CPT 71250 is a diagnostic code used when a physician orders a chest CT for a specific clinical indication. HCPCS G0297 is the Medicare code for low-dose CT (LDCT) lung cancer screening in high-risk patients aged 50-77 with a 20 pack-year smoking history. Billing 71250 for a screening scan results in denial because Medicare covers screening under a different benefit category; billing G0297 for a diagnostic scan is a compliance violation.
The most common modifiers are TC (technical component, billed by the facility) and 26 (professional component, billed by the interpreting radiologist) when the scan occurs in a hospital outpatient department or other split-billing setting. Modifier 59 applies when 71250 is billed on the same claim as another imaging code and NCCI edits would otherwise bundle the services. No modifier is appended when a freestanding imaging center bills both components globally.

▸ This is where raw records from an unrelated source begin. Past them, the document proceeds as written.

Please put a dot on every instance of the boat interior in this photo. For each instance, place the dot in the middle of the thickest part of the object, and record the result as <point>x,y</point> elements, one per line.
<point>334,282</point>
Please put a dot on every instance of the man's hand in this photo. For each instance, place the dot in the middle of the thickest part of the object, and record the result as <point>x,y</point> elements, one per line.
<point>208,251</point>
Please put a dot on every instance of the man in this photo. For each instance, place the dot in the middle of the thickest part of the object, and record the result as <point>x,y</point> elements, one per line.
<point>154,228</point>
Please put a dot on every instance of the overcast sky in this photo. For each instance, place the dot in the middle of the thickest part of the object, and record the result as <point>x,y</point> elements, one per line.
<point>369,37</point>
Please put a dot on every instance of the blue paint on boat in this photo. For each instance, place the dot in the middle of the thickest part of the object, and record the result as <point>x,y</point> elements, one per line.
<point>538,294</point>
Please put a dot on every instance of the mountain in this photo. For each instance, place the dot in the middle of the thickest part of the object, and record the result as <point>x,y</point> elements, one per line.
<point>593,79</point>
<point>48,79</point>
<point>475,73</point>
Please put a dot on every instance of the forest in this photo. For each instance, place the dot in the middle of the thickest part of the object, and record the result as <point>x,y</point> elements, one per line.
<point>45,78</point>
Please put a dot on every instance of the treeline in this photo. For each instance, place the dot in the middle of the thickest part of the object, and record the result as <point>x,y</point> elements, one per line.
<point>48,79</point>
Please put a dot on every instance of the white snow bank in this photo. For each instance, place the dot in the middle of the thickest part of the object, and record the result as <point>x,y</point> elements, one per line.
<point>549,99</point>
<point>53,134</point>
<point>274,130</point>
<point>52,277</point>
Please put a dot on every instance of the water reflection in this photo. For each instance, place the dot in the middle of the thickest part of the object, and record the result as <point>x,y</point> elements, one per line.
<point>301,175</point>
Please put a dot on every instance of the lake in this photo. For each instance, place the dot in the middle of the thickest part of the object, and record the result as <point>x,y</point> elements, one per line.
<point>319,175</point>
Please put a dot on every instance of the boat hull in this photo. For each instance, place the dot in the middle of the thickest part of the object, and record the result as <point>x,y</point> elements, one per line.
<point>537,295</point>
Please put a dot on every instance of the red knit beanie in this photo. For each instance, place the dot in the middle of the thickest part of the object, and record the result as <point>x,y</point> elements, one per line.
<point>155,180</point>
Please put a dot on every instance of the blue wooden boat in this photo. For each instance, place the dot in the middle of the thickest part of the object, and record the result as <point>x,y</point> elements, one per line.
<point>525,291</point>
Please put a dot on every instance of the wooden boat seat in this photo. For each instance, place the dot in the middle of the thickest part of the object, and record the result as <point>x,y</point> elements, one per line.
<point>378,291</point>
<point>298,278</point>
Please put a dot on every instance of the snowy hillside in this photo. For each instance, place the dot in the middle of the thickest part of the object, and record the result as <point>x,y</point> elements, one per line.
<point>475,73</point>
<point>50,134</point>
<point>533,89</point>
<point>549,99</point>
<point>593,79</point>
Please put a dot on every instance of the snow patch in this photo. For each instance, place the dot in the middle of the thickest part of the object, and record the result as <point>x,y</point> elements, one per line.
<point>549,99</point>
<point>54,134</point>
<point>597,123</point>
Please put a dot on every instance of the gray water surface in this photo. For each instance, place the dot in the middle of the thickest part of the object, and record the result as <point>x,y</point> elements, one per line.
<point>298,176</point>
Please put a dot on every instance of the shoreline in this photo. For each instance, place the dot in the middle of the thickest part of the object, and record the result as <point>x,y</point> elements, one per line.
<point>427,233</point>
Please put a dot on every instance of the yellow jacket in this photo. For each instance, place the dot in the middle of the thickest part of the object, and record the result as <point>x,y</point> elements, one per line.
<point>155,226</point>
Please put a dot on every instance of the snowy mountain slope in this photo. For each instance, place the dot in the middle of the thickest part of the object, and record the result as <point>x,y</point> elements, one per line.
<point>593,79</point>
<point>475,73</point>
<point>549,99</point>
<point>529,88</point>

Medicare fee-for-service generally does not require prior authorization for CPT 71250, but Medicare Advantage plans and most commercial insurers route chest CT authorizations through Radiology Benefit Managers (RBMs). Authorization requirements vary by payer, plan, and state. Always verify with the specific payer before the study is performed; a retroactive authorization after the scan is typically not available if the payer required pre-service approval.
Common ICD-10-CM codes paired with CPT 71250 include R91.8 (other nonspecific abnormal finding of lung field), J84.10 (pulmonary fibrosis, unspecified), C34.90 (malignant neoplasm of bronchus and lung, unspecified), R04.2 (hemoptysis), J18.9 (pneumonia, unspecified), and J70.2 (acute pulmonary manifestations due to radiation). The diagnosis code must pass the payer’s medical necessity crosswalk; verify against the applicable LCD or coverage article before submission.